表面板の力木構造はサウンドホールの上側(ネック側)に2本、下側(ブリッジ側)に1本の低音側から高音側に向かって少し下がってゆくように斜めに設置されたハーモニックバー、7本の左右対称の扇状力木とそれらの先端をボトム部分で受け止めるように2本のクロージングバーがV字型に配置されています。7本の扇状力木のうち高音側の2本のみ駒板に近い部分で直角に交差する短いバーが設置され、2本がそれを貫通するシステムになっています。これはルビオ初期のギターに見られた特徴的な力木構造。レゾナンスはGの少し下に設定されています。
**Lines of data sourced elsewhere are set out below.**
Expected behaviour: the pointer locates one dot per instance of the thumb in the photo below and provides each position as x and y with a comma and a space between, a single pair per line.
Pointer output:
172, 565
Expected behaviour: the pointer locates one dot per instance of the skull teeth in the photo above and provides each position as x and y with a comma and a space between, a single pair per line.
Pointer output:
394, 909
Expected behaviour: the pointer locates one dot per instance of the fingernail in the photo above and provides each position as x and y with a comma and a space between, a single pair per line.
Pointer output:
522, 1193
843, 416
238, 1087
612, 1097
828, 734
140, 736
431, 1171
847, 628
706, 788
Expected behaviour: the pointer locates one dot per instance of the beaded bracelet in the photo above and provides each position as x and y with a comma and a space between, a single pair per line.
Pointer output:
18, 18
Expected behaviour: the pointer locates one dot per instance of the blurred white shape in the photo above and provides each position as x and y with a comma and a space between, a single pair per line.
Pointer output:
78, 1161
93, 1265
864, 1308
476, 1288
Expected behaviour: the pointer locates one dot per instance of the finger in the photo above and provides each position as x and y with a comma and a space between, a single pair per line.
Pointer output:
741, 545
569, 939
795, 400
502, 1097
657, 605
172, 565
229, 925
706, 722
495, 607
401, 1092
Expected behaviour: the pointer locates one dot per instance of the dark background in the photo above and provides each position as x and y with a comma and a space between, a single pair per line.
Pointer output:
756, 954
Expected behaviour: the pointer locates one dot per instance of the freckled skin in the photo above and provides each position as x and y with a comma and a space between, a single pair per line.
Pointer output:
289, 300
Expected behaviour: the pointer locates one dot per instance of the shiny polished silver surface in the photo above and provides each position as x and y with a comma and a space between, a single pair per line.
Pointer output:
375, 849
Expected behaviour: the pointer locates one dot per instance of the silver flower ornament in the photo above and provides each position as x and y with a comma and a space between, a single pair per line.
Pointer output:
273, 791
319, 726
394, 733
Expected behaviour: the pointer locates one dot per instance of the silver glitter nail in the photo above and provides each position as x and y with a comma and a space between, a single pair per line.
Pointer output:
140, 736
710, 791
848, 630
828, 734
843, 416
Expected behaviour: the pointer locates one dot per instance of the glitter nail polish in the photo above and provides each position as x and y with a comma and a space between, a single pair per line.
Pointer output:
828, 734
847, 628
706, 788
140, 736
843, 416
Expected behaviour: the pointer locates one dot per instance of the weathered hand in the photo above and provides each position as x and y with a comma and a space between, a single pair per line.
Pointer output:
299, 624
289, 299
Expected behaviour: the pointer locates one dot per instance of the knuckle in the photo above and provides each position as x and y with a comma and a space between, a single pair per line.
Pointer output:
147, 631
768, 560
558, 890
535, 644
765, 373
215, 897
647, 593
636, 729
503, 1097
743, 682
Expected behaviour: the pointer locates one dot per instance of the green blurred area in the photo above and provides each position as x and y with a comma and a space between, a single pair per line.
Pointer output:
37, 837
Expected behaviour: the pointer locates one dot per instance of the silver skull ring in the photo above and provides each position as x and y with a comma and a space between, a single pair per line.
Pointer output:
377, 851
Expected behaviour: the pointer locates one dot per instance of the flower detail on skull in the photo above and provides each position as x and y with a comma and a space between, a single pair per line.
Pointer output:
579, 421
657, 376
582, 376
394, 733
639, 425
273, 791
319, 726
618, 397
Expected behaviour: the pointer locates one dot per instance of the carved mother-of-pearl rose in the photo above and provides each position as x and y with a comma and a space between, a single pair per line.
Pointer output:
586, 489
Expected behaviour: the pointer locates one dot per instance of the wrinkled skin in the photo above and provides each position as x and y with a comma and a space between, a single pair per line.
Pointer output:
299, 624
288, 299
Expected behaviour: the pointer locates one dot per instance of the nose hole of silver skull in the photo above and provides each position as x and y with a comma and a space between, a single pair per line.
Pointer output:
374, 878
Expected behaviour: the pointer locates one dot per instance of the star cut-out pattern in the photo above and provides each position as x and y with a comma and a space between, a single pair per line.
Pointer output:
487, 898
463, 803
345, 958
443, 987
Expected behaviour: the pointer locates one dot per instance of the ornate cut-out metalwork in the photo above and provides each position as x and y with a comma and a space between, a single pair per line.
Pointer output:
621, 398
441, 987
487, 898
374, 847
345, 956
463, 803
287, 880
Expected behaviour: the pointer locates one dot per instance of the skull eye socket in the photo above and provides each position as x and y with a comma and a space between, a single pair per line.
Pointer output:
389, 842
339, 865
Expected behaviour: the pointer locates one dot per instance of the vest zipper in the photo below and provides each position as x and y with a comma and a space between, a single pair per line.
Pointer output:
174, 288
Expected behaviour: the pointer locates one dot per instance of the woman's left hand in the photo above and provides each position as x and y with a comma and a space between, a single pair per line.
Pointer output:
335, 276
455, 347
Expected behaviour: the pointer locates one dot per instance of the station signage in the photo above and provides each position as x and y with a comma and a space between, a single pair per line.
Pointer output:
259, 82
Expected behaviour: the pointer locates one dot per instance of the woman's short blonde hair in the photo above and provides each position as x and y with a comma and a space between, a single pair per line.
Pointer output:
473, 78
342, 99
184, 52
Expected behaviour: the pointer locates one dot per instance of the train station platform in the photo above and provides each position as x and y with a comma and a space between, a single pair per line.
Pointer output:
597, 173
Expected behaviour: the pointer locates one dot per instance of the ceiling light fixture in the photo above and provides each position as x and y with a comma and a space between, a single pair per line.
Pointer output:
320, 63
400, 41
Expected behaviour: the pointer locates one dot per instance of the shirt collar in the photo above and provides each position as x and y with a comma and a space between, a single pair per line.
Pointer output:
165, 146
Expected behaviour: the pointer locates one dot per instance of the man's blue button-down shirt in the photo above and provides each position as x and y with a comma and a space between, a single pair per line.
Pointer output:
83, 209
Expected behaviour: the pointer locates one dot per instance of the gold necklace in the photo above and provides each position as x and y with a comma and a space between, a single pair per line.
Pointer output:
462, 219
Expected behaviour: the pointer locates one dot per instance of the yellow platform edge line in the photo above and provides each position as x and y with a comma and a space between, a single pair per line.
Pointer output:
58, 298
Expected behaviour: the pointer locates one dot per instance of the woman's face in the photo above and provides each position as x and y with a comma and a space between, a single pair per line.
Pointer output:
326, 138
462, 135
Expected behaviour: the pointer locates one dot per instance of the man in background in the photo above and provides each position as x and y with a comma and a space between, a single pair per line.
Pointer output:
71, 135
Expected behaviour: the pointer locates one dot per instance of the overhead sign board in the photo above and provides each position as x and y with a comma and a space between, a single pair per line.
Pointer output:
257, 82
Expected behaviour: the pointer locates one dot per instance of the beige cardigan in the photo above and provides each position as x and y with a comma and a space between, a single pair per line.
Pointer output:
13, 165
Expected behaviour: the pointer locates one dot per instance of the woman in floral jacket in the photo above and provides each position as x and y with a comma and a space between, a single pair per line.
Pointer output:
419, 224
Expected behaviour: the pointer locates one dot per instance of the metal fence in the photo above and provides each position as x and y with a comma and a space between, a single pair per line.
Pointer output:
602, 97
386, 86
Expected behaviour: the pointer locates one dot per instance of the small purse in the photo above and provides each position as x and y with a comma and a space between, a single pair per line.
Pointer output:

低音から高音までバランスよく整った音圧と音像で、スペインギターの深い奥行きのある響きとはやや異なり、瞬間的に音が「現れる」ような凛とした発音の感触。やや硬質な音ですが、響きはどこかウッディで素朴な触感もあり、とても上品です。そして豊かな鳴りも十全に備えています。

クラシックモデルですが過去のオーナーによりゴルペ板(付け足した部分あり)が装着されています。割れなどの大きな修理履歴はありません。全体に微細な摩擦跡あとや小さな打痕、弾き傷など見られますが年代相応な状態と言えます。ネック、フレットは良好な状態を維持しており、ネックシェイプは普通の厚みのDシェイプ。糸巻はヘフナー製を装着しておりこちらも機能性に問題はありません。